Making Sense of Unstructured Text in Online Reviews Part 3: Trying to Improve Classifier Accuracy

This post is part of a series where I try to classify online review text in more and more concrete ways. Right now I'm training a classifier to accurately classify one (bad) vs five (good) starred reviews. In the last post I had done some initial training and testing of an NLTK Bayesian classifier. In this post I want to see if I can improve the accuracy score of my classifier by getting smarter about which features I include.

In the last post I had experimented with varying the quantity of feature set, and had found that while encoding more features into a classifier during training helps accuracy, there is an eventual accuracy ceiling. My feature set came from taking the top N words from a frequency distribution of all words in the reviews text. Here is what the accuracy curve looks like:

One other way to improve accuracy is to address the 'quality' of the feature set by looking at features not only in terms of their frequency across the training corpus, but looking at their relative frequencies across classifications.

In the review classification done so far, individual words are the features. I'm going to try to 'tune' feature sets in several different ways -- I have no idea if these will work, but they seem reasonable.
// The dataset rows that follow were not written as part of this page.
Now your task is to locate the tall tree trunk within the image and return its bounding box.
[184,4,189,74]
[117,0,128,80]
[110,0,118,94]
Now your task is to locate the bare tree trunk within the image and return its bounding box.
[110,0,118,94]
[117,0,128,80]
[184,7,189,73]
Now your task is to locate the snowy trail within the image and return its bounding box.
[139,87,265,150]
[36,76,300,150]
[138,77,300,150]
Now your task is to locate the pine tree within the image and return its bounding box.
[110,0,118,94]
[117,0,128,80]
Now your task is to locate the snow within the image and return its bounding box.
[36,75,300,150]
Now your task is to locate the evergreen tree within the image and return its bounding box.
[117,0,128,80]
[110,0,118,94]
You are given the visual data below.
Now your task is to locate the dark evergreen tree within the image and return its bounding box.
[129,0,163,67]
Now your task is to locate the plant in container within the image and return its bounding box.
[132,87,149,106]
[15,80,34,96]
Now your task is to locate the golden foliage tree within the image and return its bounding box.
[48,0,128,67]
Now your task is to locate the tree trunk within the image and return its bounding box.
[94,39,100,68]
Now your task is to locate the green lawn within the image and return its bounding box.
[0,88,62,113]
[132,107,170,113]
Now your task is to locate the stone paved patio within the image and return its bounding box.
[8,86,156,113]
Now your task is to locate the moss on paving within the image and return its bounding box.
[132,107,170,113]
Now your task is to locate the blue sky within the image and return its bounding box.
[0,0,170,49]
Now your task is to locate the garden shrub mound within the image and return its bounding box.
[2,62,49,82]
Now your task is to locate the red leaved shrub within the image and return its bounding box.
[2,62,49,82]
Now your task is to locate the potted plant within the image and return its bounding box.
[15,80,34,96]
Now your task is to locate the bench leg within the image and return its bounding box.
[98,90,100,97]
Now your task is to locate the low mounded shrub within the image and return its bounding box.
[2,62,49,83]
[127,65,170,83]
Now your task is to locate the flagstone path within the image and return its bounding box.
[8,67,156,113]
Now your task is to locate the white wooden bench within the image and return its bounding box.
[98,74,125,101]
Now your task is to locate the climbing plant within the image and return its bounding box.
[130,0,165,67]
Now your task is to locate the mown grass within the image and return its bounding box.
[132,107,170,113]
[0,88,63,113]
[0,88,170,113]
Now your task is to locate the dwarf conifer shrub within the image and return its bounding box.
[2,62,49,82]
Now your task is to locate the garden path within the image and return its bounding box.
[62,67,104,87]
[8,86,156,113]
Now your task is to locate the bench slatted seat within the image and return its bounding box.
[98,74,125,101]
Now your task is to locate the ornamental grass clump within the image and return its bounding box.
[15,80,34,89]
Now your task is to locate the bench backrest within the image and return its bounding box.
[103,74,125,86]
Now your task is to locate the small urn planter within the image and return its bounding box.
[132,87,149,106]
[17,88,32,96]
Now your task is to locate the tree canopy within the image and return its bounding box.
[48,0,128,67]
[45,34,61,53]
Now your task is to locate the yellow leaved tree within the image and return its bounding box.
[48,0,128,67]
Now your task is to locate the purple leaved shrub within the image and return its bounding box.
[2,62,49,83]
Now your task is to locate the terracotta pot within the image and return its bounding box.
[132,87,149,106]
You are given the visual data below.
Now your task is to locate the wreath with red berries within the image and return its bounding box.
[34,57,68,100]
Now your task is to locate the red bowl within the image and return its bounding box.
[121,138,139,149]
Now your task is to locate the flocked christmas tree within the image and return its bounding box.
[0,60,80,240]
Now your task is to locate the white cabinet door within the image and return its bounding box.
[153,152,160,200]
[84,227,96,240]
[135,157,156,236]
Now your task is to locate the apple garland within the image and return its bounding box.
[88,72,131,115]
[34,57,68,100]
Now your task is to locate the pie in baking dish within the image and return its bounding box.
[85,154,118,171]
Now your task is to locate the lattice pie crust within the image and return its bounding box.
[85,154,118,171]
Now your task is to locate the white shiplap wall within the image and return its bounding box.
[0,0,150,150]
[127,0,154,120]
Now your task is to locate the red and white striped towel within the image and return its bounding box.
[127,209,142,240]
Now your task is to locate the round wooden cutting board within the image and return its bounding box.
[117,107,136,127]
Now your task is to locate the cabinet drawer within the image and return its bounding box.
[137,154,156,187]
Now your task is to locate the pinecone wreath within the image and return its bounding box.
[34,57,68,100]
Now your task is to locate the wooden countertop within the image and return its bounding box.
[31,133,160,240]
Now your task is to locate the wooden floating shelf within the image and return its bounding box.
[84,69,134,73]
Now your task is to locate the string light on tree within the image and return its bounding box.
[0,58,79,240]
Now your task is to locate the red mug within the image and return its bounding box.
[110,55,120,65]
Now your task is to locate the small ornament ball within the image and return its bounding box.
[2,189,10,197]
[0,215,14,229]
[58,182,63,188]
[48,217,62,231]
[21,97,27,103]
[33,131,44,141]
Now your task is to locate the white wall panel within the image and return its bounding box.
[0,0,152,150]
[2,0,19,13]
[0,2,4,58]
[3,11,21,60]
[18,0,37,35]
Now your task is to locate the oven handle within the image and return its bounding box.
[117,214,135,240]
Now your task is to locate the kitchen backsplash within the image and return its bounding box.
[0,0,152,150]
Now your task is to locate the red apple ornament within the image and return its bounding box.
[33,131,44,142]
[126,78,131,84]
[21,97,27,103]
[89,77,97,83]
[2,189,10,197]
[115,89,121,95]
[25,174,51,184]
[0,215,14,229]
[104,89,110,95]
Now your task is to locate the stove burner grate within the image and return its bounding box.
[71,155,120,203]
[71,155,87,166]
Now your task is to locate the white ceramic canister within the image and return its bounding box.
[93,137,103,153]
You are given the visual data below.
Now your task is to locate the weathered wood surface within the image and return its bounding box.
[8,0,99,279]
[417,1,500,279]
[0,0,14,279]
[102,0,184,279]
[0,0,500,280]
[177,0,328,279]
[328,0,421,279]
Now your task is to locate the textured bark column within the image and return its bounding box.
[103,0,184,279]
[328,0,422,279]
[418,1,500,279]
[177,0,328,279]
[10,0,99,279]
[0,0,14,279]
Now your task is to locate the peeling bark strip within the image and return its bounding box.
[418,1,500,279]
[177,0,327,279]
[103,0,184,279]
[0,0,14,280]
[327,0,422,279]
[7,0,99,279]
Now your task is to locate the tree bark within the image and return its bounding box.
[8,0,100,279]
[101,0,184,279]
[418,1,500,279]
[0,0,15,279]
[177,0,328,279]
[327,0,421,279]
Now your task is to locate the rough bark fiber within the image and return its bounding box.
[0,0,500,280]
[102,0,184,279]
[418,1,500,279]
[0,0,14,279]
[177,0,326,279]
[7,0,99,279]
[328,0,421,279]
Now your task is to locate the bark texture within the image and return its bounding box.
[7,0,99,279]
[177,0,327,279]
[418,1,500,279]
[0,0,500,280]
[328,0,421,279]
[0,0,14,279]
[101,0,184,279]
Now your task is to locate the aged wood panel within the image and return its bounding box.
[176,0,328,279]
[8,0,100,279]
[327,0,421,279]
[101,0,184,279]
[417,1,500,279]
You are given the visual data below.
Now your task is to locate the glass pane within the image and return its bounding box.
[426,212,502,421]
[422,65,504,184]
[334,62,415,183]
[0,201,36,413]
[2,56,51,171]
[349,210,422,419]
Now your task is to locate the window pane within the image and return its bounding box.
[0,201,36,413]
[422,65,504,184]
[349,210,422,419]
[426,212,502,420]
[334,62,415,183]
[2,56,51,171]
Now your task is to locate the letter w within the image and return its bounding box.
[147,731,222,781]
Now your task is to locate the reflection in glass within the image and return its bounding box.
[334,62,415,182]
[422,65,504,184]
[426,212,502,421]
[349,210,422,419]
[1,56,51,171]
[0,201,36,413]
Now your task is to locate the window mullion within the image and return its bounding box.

I'm going to call these attempts hypotheses, because my goal is to prove them to be true or false, with relatively minimal effort.

Hypothesis 1: Throw away features with a low 'frequency differential'

My hypothesis is that there are features that have a much higher chance of being in a negative review than a positive review, and vice versa. Those are the features that we want to keep. Other features are ones that have approximately the same chance of being in either type of review (positive or negative).

    P(review rating | features) = P(features, review rating)

In the equation above, the P(features, review rating) term is the multiplied probabilities of each P(feature, review rating). If I'm looking for a higher overall probability that a document is one star over five star or vice versa, having per feature probabilities that are similar for one star or five star reviews means that my overall probabilities for one and five star will be close to equal, which could tip classification results 'the other way' and increase my error rate.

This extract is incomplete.